As shown in Table 9 above, the dessert wines fermented using Saccharomyces cerevisiae MFST received the second highest rating in all items except color. This suggests that the dried grape wine according to the present invention can meet the preferences of domestic consumers, and it is expected to be able to provide price competitiveness especially due to low manufacturing cost.

While the present invention has been particularly shown and described with reference to exemplary embodiments thereof, it is to be understood that such detail is solved by the person skilled in the art without departing from the scope of the invention. will be. Accordingly, the actual scope of the present invention will be defined by the appended claims and their equivalents.

Claims

A first step of circulating and drying the grapes washed in water to prepare dried grapes;
A second step of crushing the dried grapes to produce a grape crush;
A third step of preparing dried grape extract by adding water to the grape crush;
A fourth step of adding an antioxidant to the dried grape extract and stabilizing it;
A fifth step of inoculating and fermenting the fermentation strain to the stabilized grape extract;
A sixth step of filtering the primary fermented grape extract and fermenting the filtrate;
A seventh step of lacking the precipitate of the fermented grape filtrate; And
And aging the grape filtrate having the precipitate separated therefrom.

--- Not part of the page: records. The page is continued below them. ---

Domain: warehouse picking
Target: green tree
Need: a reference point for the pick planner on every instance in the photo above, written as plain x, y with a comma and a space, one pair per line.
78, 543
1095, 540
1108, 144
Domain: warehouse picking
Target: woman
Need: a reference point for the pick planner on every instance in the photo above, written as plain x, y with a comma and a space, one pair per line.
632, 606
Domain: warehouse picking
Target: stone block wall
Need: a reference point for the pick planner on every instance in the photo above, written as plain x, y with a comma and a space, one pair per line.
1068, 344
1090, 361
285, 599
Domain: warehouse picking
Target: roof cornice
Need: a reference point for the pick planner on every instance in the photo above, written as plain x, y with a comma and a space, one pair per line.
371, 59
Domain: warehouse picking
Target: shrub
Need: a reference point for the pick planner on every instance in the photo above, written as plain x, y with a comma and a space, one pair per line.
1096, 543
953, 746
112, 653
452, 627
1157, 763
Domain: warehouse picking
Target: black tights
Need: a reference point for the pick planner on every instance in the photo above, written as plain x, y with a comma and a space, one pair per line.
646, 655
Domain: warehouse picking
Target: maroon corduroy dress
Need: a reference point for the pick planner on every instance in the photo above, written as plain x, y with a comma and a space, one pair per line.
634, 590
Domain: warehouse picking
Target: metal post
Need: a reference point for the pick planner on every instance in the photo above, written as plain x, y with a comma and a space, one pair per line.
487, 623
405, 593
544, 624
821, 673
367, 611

The method according to claim 1,
Wherein the dried grapes of the first stage are prepared by drying grapes having no grape stem removed by an air circulation drying method.

3. The method of claim 2,
The air circulation type drying method starts at 20 to 30 캜, changes the temperature to 35 to 50 캜 when it is dried by 25 to 30% of the initial weight of the grapes, and is dried at a temperature of 30 to 60% The method of claim 1,

The method according to claim 1,
Wherein the dried grapes of the first stage have a sugar content of 30 to 50 Brix.

The method according to claim 1,
Wherein the antioxidant of the fourth step is sulfite or potassium metabisulfite.

The method according to claim 1,
Wherein the stabilization in the fourth step is carried out for 6 to 12 hours.

The method according to claim 1,
Wherein the fermentation strain of the fifth step is any one selected from the group consisting of Saccharomyces cerevisiae MFST, EC-1118, Pasteur red and B-2. &Lt; / RTI >

The method according to claim 1,
Wherein the fermentation is carried out at 20 to 25 ° C for 10 to 14 days in the fifth step.

The method according to claim 1,
Wherein the fermentation is carried out at 20 to 25 ° C. for 5 to 7 days in the sixth step.

The method according to claim 1,
Wherein the aging is carried out for 20 to 40 days in the eighth step.

A dry grape wine for dessert wine produced according to any one of claims 1 to 10.